I've created a script to delete duplicates in large mailboxes.
This mailboxes have many duplicates since we did import of mail archives into those mailboxes.
For that, i want to use group-object cmdlet, to collect all duplicates, than remain only 1 in each group.
But running this line on folder of 50k items (i have mailboxes with folders of 120k items), producing error - "Insufficient memory to continue the execution of the program."
I don't have to bring here the entire script. i tried just those line in the code below, and i got the error after few minuts.
Details:
The command:
$user = '[email protected]'
$outlook = New-Object -com Outlook.Application
$namespace = $outlook.GetNamespace("MAPI")
$mailbox = $namespace.Stores | ? {$_.displayname -like $user}
$global:mailboxRoot = $mailbox.GetRootFolder()
$bb = $mailboxRoot.Folders[1].Items | Group-Object -Property senton, subject
Machine Memory: 32GB
Error output while: outlook memory around 520-550 MB
WSManConfig: Microsoft.WSMan.Management\WSMan::localhost\Shell
Type Name SourceOfValue Value
---- ---- ------------- -----
System.String AllowRemoteShellAccess GPO true
System.String IdleTimeout 7200000
System.String MaxConcurrentUsers 2147483647
System.String MaxShellRunTime 2147483647
System.String MaxProcessesPerShell 2147483647
System.String MaxMemoryPerShellMB 2147483647
System.String MaxShellsPerUser 2147483647
CodePudding user response:
The error you received is generated by Outlook, not powershell. The memory limits of Outlook depend on the installed version (2013, O365, 2007, etc.) and whether it is 32-bit or 64-bit.
One problem you've got is that you're storing the entire message item (including the body) in memory. Try selecting only the properties you need - for example:
$inbox = $mailboxRoot.Folders[2].Items | select -Property SentOn,Subject,EntryID
Then group them after the query is done, saving only groups with duplicates:
$grouped = $inbox | Group-Object SentOn,subject | Where-Object Count -gt 1
For some reason, getting the items and grouping them as one pipeline seemed to cause outlook to balloon in memory usage - maybe it keeps something open too long?
And when you've completed your task for that mailbox, it's probably worth closing outlook before starting a new search:
$outlook.Quit()
Get-Process 'outlook' | Stop-Process
This saved me an enormous amount of memory. I saw no real memory usage increase during the script run of my 10k items inbox folder, though it did take a good 20 minutes...
I'll note that the sent time is only accurate to the second.

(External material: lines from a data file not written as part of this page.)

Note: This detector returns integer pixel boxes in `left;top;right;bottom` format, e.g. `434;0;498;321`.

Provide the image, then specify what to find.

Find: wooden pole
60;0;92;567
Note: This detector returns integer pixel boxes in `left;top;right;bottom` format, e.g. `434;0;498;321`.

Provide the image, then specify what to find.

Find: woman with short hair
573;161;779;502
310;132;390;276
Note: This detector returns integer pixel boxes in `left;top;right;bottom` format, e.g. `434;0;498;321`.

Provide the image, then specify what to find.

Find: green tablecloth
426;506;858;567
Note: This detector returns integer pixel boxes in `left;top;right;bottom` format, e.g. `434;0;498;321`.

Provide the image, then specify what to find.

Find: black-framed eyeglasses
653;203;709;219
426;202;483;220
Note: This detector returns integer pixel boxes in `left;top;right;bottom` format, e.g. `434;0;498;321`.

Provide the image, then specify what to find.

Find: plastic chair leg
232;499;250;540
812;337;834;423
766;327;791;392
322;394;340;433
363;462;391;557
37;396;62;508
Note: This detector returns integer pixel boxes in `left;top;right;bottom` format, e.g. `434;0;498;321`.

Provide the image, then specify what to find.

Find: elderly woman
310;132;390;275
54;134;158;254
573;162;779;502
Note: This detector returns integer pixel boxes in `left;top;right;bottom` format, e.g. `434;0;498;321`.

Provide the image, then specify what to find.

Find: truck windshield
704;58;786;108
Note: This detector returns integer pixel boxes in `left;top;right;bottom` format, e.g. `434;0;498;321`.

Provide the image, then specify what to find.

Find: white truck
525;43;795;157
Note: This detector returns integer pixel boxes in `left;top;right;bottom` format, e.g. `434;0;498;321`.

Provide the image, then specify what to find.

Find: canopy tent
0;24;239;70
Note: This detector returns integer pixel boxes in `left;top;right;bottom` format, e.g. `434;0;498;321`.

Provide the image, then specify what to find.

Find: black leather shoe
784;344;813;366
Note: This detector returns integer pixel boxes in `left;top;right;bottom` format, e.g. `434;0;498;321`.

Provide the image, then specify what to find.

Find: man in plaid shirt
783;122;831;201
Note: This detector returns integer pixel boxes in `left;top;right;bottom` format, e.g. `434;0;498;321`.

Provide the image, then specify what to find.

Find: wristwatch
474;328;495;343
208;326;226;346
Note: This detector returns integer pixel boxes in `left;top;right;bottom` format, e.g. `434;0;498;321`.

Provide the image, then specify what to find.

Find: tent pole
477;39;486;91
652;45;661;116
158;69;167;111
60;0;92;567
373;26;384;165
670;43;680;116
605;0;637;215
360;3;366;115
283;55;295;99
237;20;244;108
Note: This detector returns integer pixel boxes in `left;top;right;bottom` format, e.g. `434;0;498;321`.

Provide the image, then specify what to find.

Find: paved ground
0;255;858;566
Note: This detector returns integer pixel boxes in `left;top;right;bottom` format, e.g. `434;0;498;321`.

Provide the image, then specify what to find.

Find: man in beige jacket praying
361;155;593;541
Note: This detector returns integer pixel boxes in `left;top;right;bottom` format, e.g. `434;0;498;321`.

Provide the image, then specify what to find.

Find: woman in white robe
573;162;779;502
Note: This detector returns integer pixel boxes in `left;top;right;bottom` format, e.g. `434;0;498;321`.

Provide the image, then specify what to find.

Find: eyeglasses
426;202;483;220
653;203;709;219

On my 10k items, I had 70 "duplicates" (automated reports basically. Same subject same send time). Maybe that's fine for what you're doing, but it's worth being careful of.
CodePudding user response:
Since my goal is to delete those messages, i'm afraid (correct me if i'm wrong) that finding duplicates from $inbox will not delete the real mail, just the thin copy with the few attributes which placed in $inbox.
In this case, i'll have to find the real message mutch the thin copy, and delete it. considering folder with 100K items, it can take few minutes to find each duplicated mail, like this:
$duplicates = $folder.Items | ?{$_.senton -eq $x.SentOn} | ?{$_.subject -eq $x.Subject}
if (($duplicates | ?{$_.MessageClass -EQ "IPM.Note.EnterpriseVault.Shortcut"}) -ne $null) {
if (($duplicates | ?{$_.MessageClass -EQ "IPM.Note.EnterpriseVault.Shortcut"}).count -gt 1) {
($duplicates | ?{$_.MessageClass -EQ "IPM.Note.EnterpriseVault.Shortcut"})[-1].delete()
} else {
($duplicates | ?{$_.MessageClass -EQ "IPM.Note.EnterpriseVault.Shortcut"}).delete()
}
} else {
$duplicates[-1].delete()
}
This is my current code, and i find out that to delete like 10-20k duplicates from each mailbox, can take 2 week. maibe more.
Besides, there is no way to increase the memory available to outlook - if this is the program that running out of memory? I can allocate 25-28 GB of memory for that.